Proposed pipeline unearths controversy

New oil line creates frustration and concern

Proposed+pipeline+unearths+controversy

Hanna Schechter

Enbridge Energy, a transporter of fossil fuels, has proposed plans for a new pipeline to the Minnesota Department of Commerce that will carry crude oil and tar sands from Canada through Minnesota and into Wisconsin. The manager of the Energy Regulation and Planning department Kate O’Connell said, “Minnesota would be better off if Enbridge proposed to cease operations of the existing Line 3, without any new pipeline being built.”

Enbridge’s proposed replacement pipeline would be constructed south of the original line crossing the Mississippi River and intruding onto Native American lands. The proposed line would disrupt Ojibwe wild rice lands, one of the largest in the nation, and the Red Lake sovereign nation located southeast of Leonard, MN. According to a spokesman from the Indigenous Environmental Network, Enbridge does not have permission to build the line on their lands.

It is not just or right to destroy Native lands that may be holy or important to the tribes living there simply for the sake of Enbridge’s new pipeline. 

Native leaders and groups, such as Honor the Earth, have threatened to mass protest if the new line were to be approved by the Minnesota Department of Commerce. Tribal members said the new line will “have a disproportionate and adverse affect on tribal resources and tribal members.” Not only will the new pipeline destroy native land, but Enbridge plans to construct without permission from the reservations or native leaders living on the land.

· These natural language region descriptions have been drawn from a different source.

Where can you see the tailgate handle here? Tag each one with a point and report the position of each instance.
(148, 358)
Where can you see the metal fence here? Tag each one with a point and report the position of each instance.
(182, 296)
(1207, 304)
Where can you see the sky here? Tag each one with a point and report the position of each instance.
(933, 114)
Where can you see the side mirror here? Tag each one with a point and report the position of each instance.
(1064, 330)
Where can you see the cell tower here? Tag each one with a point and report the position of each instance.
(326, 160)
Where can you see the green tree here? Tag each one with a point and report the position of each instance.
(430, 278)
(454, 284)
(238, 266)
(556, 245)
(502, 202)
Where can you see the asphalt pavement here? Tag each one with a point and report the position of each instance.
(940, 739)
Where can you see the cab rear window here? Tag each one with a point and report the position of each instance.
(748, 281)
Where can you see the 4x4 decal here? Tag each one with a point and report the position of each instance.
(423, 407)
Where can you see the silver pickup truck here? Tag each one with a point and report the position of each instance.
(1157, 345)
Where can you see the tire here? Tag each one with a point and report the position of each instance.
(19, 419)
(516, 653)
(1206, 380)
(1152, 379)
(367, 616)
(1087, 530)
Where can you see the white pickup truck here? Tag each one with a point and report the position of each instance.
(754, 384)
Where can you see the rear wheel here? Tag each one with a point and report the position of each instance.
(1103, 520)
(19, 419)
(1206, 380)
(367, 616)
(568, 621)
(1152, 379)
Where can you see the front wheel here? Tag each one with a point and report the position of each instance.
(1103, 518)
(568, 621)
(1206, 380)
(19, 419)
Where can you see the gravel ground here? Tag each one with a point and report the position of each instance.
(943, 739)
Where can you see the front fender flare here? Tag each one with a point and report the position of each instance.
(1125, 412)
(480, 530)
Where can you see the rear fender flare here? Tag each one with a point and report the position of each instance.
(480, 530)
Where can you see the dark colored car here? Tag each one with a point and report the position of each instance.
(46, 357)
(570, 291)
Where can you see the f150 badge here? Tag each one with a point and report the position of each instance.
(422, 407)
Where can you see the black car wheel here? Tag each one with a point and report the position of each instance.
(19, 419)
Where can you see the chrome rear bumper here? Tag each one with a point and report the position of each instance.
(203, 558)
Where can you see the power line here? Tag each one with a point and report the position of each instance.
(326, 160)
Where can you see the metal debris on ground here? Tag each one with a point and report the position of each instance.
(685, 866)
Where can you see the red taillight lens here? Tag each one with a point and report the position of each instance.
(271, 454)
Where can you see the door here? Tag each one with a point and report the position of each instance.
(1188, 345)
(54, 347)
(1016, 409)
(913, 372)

Native Americans should have a right to dictate what happens on their reservations and lands. The United States Federal Government has recognized tribal nations as a “domestic dependent nation.”

Furthermore, Enbridge has not demonstrated enough evidence as to why they must deviate from Line 3’s old route.

The proposed line will run through Minnesota’s lake country crossing the Mississippi river and if oil were to spill it could be detrimental. Environmentalists and businessmen alike have attended State-led meetings concerning the new line. The Minnesota Department of Commerce will decide Dec. 11 if the proposed line meets all of the legal requirements, then again on April 30 to decide whether the department will approve or dismiss the new route.